The Turntable Hip-Hop Made Famous Has Scratched The Culture That Built It

The Technics 1200s turntable is one of the tools of the Hip-Hop trade. Introduced in October of 1972, the SL-1200 has grown step-by-step with the musical culture credited with a birthday less than one year apart (August 11, 1973). Over the years, more than three-million units have sold, many in pairs belonging to DJs in Hip-Hop, House, Disco, Techno, and other genres. As Rap stepped to the forefront of Hip-Hop culture, by the mid-1980s, even MCs could not overlook the importance of the high-torque, magnetic platters with the S-shaped tone-arm.
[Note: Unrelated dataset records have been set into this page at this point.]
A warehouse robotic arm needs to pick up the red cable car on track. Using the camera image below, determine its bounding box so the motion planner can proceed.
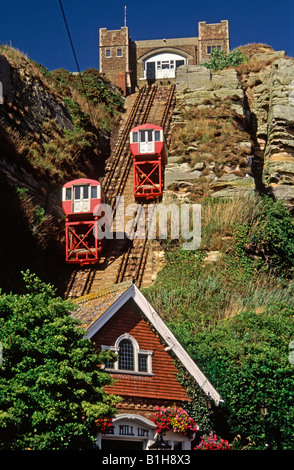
[62,178,106,266]
[130,124,167,199]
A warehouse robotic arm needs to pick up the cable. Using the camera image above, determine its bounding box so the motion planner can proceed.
[59,0,95,126]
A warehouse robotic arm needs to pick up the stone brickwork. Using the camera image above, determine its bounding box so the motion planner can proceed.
[99,20,229,94]
[198,20,230,64]
[99,27,130,94]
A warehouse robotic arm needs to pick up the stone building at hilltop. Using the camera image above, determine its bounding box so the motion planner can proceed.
[99,20,230,94]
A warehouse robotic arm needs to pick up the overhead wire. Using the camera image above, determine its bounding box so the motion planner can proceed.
[59,0,95,126]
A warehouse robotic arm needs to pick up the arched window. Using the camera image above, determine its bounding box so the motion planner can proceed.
[118,339,134,370]
[101,333,153,374]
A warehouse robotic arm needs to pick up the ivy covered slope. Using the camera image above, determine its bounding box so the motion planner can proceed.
[0,46,124,292]
[0,272,120,450]
[144,46,294,450]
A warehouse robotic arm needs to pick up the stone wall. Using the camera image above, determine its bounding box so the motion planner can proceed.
[198,20,230,64]
[99,27,129,86]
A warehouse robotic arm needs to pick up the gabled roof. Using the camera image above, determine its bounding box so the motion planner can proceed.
[72,281,222,405]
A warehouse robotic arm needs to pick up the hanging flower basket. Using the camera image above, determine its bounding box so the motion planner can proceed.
[95,418,113,434]
[152,406,198,439]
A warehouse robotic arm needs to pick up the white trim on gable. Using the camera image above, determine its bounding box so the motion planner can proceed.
[87,284,223,405]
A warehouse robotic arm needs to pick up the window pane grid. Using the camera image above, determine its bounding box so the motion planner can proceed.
[119,340,134,370]
[139,354,147,372]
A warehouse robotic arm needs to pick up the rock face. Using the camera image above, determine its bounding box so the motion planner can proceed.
[176,65,245,115]
[165,66,255,197]
[0,55,73,134]
[263,59,294,206]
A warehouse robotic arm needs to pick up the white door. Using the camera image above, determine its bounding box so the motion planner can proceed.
[73,185,90,212]
[140,129,154,153]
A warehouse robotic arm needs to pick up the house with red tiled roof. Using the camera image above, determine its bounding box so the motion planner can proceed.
[72,281,221,450]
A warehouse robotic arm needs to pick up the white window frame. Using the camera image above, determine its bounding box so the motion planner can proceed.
[101,333,154,376]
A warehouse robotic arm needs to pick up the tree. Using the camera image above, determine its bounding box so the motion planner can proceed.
[170,304,294,450]
[0,272,119,450]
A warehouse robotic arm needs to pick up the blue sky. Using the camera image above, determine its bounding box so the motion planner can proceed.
[0,0,294,71]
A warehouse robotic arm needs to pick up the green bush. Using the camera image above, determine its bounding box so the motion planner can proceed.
[203,49,248,71]
[0,272,118,450]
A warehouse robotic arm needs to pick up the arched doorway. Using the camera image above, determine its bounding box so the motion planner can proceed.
[143,52,187,82]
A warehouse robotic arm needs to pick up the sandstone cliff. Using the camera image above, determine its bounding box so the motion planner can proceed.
[166,46,294,208]
[0,46,121,292]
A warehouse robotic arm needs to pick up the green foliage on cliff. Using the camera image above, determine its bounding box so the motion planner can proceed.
[145,196,294,449]
[0,272,118,450]
[203,49,248,71]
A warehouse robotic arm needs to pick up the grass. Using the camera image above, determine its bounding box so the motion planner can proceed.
[170,100,249,176]
[144,196,294,332]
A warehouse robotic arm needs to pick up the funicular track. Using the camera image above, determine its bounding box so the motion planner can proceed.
[65,85,175,298]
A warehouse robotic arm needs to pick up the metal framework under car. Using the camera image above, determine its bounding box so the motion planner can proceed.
[130,124,167,199]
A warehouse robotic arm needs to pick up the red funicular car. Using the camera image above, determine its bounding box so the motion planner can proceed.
[62,178,106,266]
[130,124,167,199]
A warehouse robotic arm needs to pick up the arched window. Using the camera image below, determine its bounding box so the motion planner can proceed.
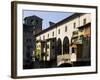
[63,36,69,54]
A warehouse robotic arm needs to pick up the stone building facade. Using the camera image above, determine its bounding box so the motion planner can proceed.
[23,15,42,69]
[35,13,91,66]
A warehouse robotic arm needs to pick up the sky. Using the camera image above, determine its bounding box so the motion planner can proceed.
[23,10,73,29]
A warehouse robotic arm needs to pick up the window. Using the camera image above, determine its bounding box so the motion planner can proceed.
[52,31,54,36]
[58,29,60,34]
[26,39,31,42]
[73,23,76,28]
[43,36,45,40]
[72,47,75,53]
[48,34,49,38]
[47,44,49,48]
[40,36,41,40]
[83,18,86,25]
[32,31,35,35]
[52,46,54,49]
[65,26,67,32]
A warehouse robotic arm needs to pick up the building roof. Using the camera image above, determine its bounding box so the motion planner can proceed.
[35,13,85,36]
On “Ego Trippin’,” Kool Keith name-checked the direct drive hi-fi player as far back as 1986. A Tribe Called Quest (“Clap Your Hands”), EPMD (“Funky Piano”), and Beastie Boys (“Unite”) all followed. Put bluntly, Jam Master Jay’s turntables might wobble, but those records rarely skipped thanks to a high-dollar turntable that looked as built to last as the records it rotated.

That love affair (and its six modernized iterations) lasted through the ’70s, ’80s, ’90s, and the 2000s. In November of 2010, Technics (which had since been purchased by Panasonic) announced its cease in production. While Panasonic vowed to maintain releasing Technics headphones, the turntables were facing extinction.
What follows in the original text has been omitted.